The surgery to repair Ramos’ knee was expected. But Bill Ladson’s report discloses a bit more information. The meniscus issue likely isn’t major compared to the ACL, and it is possible that repairing any and all damage in the knee could be a good thing. It is also important to note that no other more structurally significant ligaments need repair.
As far as rehabilitation goes, seven months is optimistic. Seven months would also place Wilson Ramos back in action by May. This is assuming that all goes well. And Ramos will likely need an additional month or so before catching in a major league park.
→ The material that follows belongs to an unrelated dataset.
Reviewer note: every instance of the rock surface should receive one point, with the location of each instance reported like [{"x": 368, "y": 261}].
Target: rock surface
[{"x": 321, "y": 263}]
Even though Ramos will begin some “baseball activities” as his knee strengthens, he will need to rebuild his strength and condition even after being cleared to play. Seven months or more is a lot of time off from the game. Ramos will also need work in order to get back to major league game speed. He even proposed the idea of spending time in a designated hitter role in order to shorten the time off the field.
But with the injury Ramos suffered, seven months isn’t too bad. Especially considering this is Ramos’ second ACL surgery on his right knee. It currently is unknown what kind of market is out there for Ramos this winter. Teams will likely be hesitant to rely on him to be their 2017 catcher. They’ll also be hesitant to invest in him and his knee long-term.
Wilson Ramos is coming off a great 2016 season. He was an All-Star slashing .307/.354/.496 with 22 home runs and 80 RBI. He played in 131 games and started 122 of them as a catcher.
The 29-year-old catcher is hitting free agency for the first time in his career. And after his strong 2016 season, many thought he would receive a high-priced, long-term contract. But now with the uncertainty around the health of his knee and his sustainability behind the plate, his value this offseason is difficult to predict.